Moreover, it has been demonstrated that insulin-like growth factor-1 (IGF-1) serum levels in premature babies are directly correlated with the severity of clinical ROP. The expression of this molecule is directly linked with VEGF one. In fact, clinical studies have indicated that lack of IGF-1 in preterm infants prevents normal retinal vascular growth in phase I of ROP, despite the presence of VEGF. This suggest that IGF-1 may serve a permissive function, and that VEGF alone might not be sufficient for promoting vigorous retinal angiogenesis in phase I.

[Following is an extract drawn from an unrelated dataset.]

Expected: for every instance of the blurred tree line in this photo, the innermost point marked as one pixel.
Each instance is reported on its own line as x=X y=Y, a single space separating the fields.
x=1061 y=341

The discovery of the importance of VEGF and IGF-1 in the development of ROP is a step forward in our understanding of the pathogenesis of this disease and may suggest new therapeutic targets. For instance, the use of anti-VEGF therapy is the first medical treatment for neovascularization in age-related macular degeneration and is likely to be useful for ROP. The finding that late development of ROP is associated with low levels of IGF-1 after premature birth suggests that physiological replacement of IGF-1 to levels found in utero might prevent the disease by allowing normal vascular development. In addition, the use of a specific agonist to VEGF receptor might be used early in the disease process to prevent vessel loss without promoting proliferative disease. Further studies on disease mechanism and treatment strategies may lead to a significant improvement in ROP management.